Frederick Douglas: Prophet of Freedom by David Blight
Edith Hall writes, “Biography is not usually my favourite route into history, but David W. Blight’s Frederick Douglass: Prophet of Freedom (Simon and Schuster) is an exception. Douglass is one of the most contested figures in American history. This is his first comprehensive biography for more than 30 years and makes use of substantial new source material. Blight, who knows more about his subject than anyone else alive, having edited Douglass’ own autobiographies (he published three), writes stylishly. But Douglass was a troubled figure, a true ‘prophet of freedom’, the sheer power of whose passions and intellect drove him long after achieving his own liberty to continue the struggle for civil rights. Blight brings to his study a lucid objectivity which is refreshing given the hagiographic tone of much that has been written about this man.”

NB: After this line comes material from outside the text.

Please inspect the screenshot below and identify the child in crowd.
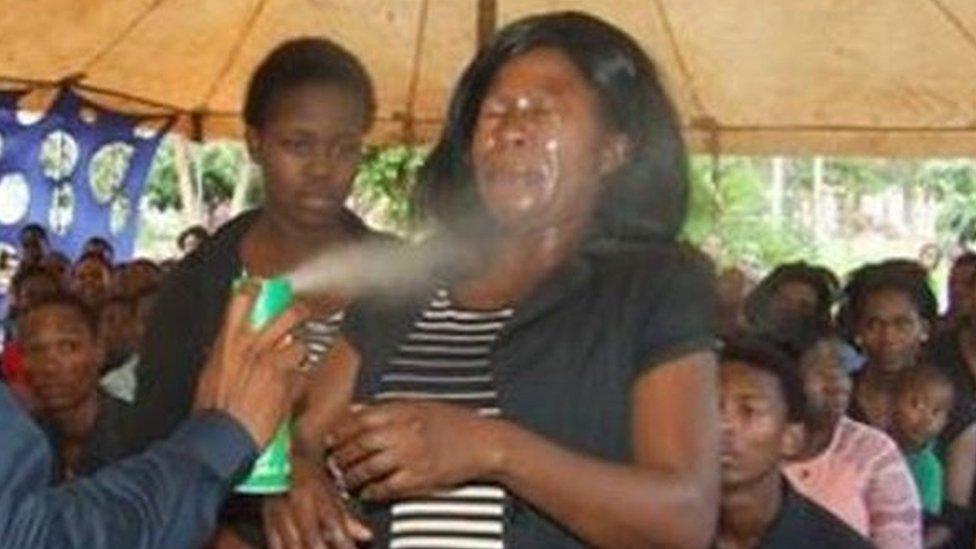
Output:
[715,339,873,549]
[891,365,955,547]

Leadership: In Turbulent Times by Doris Kearns Goodwin
What leads to great presidential leadership? Doris Kearns Goodwin explores the lives of four presidents in search of an answer. Dave Adams writes, “The doyenne of American presidential history explores the lives and times of four of the nation’s greatest leaders: Abraham Lincoln, Teddy Roosevelt, Franklin D. Roosevelt, and Lyndon B. Johnson. From their boyhoods to the setbacks and failures of their early adulthoods to the crucial decisions that guided the country through times of crisis, Goodwin brings each man and his specific historical period to vivid life. She discovers that there is no one formula to make a great leader—Lincoln was raised by a stern disciplinarian who thought books were a waste of time, while FDR’s loving mother indulged his every wish—but that intelligence, persistence, and a gift for storytelling were qualities shared by all four of her subjects. Most importantly, she makes the convincing argument that a man’s flaws need not prevent him from achieving great things. It is a lesson we would all do well to remember in times as polarized and tumultuous as these.”
The Soul of America: The Battle for Our Better Angels by Jon Meacham
This is a timely book. We go through times in American history where some of our most cherished traditions and norms are challenged by the politics of the day. We’re certainly going through one of those times.

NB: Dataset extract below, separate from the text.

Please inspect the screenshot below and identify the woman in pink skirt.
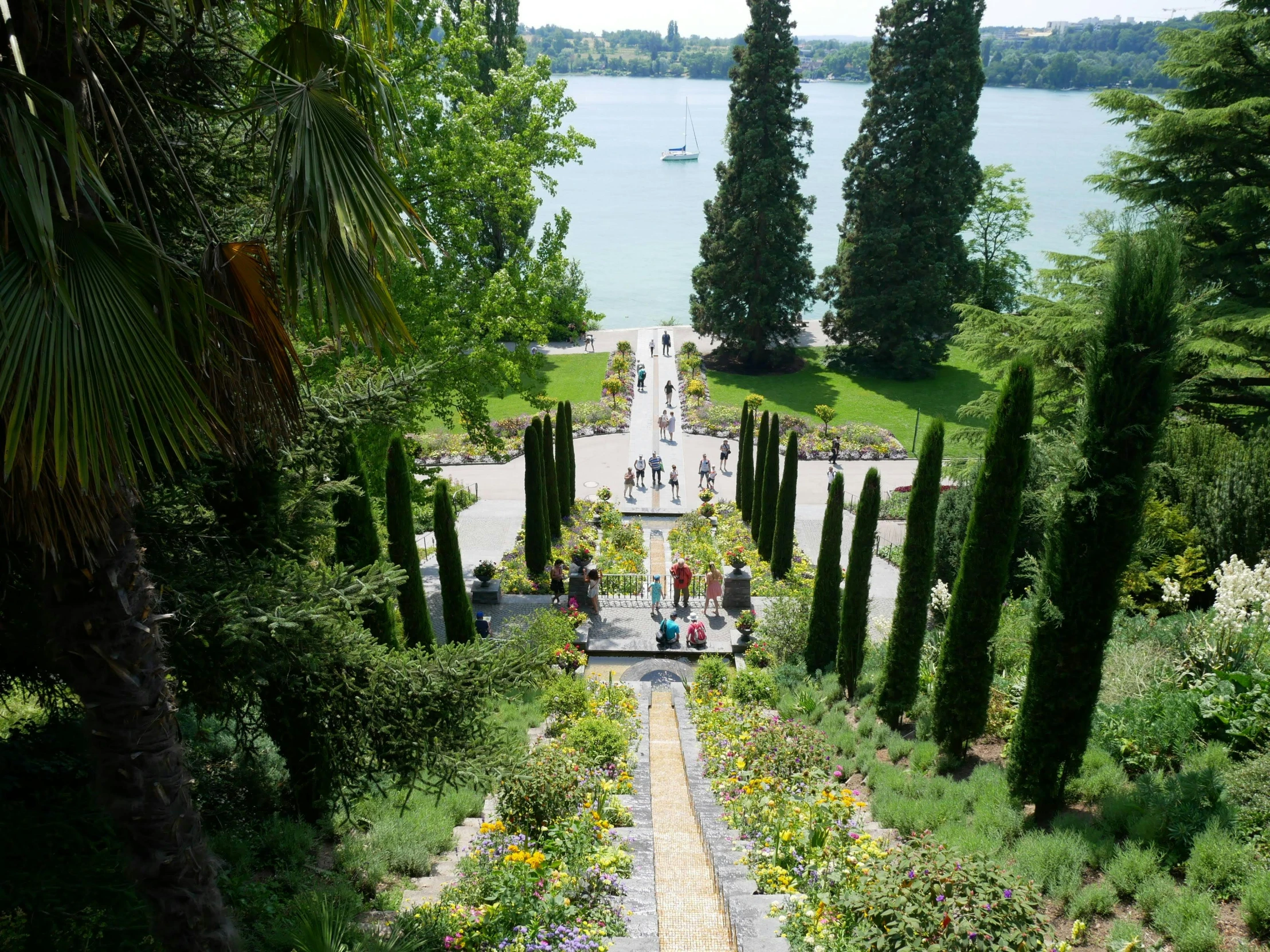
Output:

In his review of the book, Ray Locker writes, “Hard times have fallen on America often during our 242 years as a country, often bringing out the worst among many of us. Racism and hatred have flourished; fear and panic often prevailed. Politicians elected to lead have instead catered to our worst instincts and separated us by race, gender and religion. Yet each time, Meacham writes, we have managed to overcome hatred and divisiveness.” He quotes Meacham from the book, “In the main, the America of the twenty-first century is, for all its shortcomings, freer and more accepting than it has ever been. If that weren’t the case, right-wing populist attacks on immigrants and the widening mainstream wouldn’t be so ferocious. A tragic element of history is that every advance must contend with the forces of reaction.”